News : Sanctions
- Published: Saturday, 10 May 2014
In coverage of the International Oil, Gas, and Petrochemical fair in Tehran, the AFP reported on Friday that the influx of foreign economic interest in Iran may pose a threat to China’s economic and energy security. The AFP explains that some Chinese companies moved into Iran when Western sanctions made European and American companies much less willing to do business in the Iranian theocracy.
Now that those sanctions are being gradually lifted among nuclear negotiations and an unusually soft US position towards Iran, much of that business stands poised to flood back into the country, as evidenced by the estimated 600 foreign companies that were in Tehran for this week’s expo. Many of them offer a larger volume of capital or a better quality of products than their Chinese counterparts.
This potential threat to China’s economic relations with Iran may go a long way towards explaining the post-communist nation’s recent efforts to draw closer to Iran politically and militarily.

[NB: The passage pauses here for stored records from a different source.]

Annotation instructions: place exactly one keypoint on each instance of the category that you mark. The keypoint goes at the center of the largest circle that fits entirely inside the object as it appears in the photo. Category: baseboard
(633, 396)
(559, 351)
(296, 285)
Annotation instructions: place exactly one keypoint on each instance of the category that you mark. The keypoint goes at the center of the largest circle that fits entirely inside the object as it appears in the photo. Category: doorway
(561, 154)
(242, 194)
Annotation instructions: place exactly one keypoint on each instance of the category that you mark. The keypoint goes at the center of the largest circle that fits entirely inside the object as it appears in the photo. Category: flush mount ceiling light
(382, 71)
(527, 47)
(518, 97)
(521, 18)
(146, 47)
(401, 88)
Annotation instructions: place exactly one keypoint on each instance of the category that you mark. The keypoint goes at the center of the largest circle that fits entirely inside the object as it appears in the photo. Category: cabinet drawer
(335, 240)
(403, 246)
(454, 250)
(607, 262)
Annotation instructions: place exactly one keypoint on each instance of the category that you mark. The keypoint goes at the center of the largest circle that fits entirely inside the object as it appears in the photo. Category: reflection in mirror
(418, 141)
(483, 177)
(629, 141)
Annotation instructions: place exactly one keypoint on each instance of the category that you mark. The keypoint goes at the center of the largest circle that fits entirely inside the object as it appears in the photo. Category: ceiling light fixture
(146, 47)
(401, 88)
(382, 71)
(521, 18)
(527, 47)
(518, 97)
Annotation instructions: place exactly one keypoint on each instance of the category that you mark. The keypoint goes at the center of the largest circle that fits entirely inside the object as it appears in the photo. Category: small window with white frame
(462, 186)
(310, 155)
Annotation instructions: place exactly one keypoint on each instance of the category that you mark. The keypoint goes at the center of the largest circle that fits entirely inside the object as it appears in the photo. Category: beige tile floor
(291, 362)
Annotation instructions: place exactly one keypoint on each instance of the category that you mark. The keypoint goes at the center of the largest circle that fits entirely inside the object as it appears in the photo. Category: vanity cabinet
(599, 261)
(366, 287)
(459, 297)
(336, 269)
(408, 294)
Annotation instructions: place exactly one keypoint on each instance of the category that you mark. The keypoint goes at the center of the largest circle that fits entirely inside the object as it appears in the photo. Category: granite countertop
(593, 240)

On Monday, Chinese Defense Minister Chang Wanquan announced that his country was prepared to exchange military resources, personnel, and strategy with Iran in order to better safeguard “regional peace and stability.”
If China fears economic losses in Iran once more Western sanctions are removed, it is in China’s interest to either shore up its alliance with Iran in order to curry favor with the regime before that happens, or else try to stoke discord at the nuclear negotiations, to which it is a party.
The latter strategy may be difficult to apply in light of the fact that Iran itself has made its own defiant remarks towards the Western negotiating powers. On Wednesday, President Rouhani told a meeting of clerics and politicians that those nations were negotiating “because they do not have any other choice vis-à-vis the great and resistant nation of Iran.”
And on Thursday, Oil Minister Bijan Zanganeh explicitly rejected one of the terms of the interim agreement that Iran reached with the P5+1 negotiators in January. Zanganeh said that Iran would not accept any imposed limits on its oil exports, even in the short term, and that it would export the largest amount possible.
But Zanganeh’s defiance has not only been directed at the West. Last week he canceled a contract with China’s National Petroleum Corporation, claiming that the company had failed to fulfill some obligations under the deal. This demonstrates that as Iran’s economy continues to expand thanks to sanctions relief, the threat to China’s position in the country is not just hypothetical.
But Zanganeh’s gestures towards both East and West also suggest just how confident Iran is becoming in the strength of its position on the world stage. Amidst a soft American approach to diplomacy, Iran’s officials evidently feel secure playing both sides off against each other. Cancelation of the Chinese oil contract sends a signal to Western businesses that there is money to be made in Iran, but it also entices China to try to reclaim its previous position, even if it means committing a military force to the defense of its Eastern partner.
No doubt the Western nations and China both expect to gain from continued dealings with the de-sanctioned Iranian regime. But no matter which side wins in that competition, Iran is absolutely certain to benefit from an influx of capital and an even more emboldened position for its future dealings with nations across the globe.